There is a growing recognition that the distinction made between young people aged 17, 18 or 19 years old is often artificial, and that sometimes, adult services are not always able to provide the same attention to young adult patients as paediatric services, because of the way that services are constructed and commissioned.
The numbers of young people who need additional support from the NHS as they move into adulthood is increasing, and some of this group of young people have complex needs or conditions which require input from a number of services, and/or providers.
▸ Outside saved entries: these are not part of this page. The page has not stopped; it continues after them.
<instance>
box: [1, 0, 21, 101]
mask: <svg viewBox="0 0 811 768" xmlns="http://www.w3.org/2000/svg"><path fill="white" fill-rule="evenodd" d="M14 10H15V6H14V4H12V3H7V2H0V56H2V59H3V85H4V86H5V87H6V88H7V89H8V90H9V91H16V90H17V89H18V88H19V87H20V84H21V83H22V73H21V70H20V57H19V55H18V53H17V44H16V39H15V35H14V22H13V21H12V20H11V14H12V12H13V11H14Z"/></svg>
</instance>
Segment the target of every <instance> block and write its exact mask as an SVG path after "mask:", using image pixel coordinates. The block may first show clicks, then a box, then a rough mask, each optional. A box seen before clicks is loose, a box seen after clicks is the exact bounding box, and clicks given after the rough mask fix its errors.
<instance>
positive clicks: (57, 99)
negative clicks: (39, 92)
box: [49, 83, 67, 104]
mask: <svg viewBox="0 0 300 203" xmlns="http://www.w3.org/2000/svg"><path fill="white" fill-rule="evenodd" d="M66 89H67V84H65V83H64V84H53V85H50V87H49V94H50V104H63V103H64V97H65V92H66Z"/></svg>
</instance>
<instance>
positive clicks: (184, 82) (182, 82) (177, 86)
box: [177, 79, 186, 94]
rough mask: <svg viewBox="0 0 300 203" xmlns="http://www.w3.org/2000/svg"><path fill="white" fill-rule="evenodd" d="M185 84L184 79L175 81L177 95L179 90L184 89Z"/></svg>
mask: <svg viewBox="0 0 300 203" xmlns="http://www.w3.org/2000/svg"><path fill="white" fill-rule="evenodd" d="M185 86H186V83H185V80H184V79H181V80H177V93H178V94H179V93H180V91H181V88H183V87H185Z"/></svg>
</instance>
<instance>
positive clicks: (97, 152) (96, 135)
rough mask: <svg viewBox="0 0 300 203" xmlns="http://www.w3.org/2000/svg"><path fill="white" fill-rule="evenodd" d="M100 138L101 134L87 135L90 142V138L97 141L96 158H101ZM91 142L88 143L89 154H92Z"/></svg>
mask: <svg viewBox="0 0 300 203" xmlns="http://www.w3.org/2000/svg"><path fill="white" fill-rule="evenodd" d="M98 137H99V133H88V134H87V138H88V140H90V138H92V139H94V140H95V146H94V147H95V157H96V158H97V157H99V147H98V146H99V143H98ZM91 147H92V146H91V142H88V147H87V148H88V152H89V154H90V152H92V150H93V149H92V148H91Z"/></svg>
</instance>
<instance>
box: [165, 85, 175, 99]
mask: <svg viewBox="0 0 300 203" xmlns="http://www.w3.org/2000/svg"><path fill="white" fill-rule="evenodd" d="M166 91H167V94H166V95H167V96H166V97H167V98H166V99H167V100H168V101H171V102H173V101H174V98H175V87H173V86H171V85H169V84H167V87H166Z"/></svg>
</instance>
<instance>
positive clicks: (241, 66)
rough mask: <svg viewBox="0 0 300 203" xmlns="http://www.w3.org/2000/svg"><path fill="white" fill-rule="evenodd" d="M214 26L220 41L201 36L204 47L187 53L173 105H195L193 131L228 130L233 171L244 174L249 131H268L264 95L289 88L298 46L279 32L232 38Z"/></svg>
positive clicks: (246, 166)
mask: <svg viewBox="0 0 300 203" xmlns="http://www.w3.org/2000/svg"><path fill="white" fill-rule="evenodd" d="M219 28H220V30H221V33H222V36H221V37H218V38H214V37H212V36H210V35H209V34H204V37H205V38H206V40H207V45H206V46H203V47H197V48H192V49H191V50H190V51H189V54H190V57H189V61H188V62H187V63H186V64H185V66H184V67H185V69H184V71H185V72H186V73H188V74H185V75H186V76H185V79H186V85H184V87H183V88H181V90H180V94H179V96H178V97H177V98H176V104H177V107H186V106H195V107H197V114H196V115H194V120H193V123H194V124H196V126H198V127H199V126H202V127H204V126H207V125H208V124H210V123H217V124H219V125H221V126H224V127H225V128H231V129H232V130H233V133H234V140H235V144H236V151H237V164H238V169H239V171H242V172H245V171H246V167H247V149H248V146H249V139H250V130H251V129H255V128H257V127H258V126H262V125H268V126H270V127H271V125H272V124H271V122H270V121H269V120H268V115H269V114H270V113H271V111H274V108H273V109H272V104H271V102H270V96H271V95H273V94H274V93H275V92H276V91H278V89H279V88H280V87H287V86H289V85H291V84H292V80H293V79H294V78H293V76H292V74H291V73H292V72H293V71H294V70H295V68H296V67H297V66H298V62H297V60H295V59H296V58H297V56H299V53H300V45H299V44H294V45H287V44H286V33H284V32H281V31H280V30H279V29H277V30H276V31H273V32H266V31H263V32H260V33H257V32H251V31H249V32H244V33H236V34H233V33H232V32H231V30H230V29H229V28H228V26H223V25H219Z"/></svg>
The numbers of young people aged 16-19 with life-limiting conditions has increased from 18 per 10000 of the population in 2005 to 24 per 10000 in 2010. There are also 40,000 children and young people with challenging behaviour that will need support into adulthood to be part of their community. This is good news – we are getting better at treating and supporting children and young people to develop into adulthood but there is a need for the system, and the workforce, to provide the necessary support to this group of young people.
All clinicians, whether paediatricians like myself, child and adolescent mental health practitioners, adult clinicians or primary care staff working with this age group must recognise the need for a planned and supported transition process for young people with long term health conditions and complex healthcare needs as they move from child centred to adult delivered services and lifestyles. Primary care play a critical role with involvement throughout a child’s early and middle years – both to support young people, and crucially, to act as a point of continuity at the point of transition out of paediatric services.
GPs are one of the few healthcare practitioners who are well versed in managing the shift in dynamics as children grow to adulthood and wish to be seen independently. We need to capitalise and build on that experience for children with more complex needs.
We need to create a model of delivering health services that fosters ambition and independence from an early age and supports the development of knowledge, skills and expertise in adolescence and young adulthood. We also need to make sure that services join up and work across current boundaries for children and young people. At the core of this has to be the delivery of collective connected assessments, single plans and a single set of outcomes that matter to children, young people and their families.
This is the key emphasis of the Children and Families Act and the Care Act which both emphasise that services should be integrated across providers and age ranges. It is only by working together that we can ensure that young people make the as smooth a transition as is possible, into as healthy and fulfilling an adult life as is possible.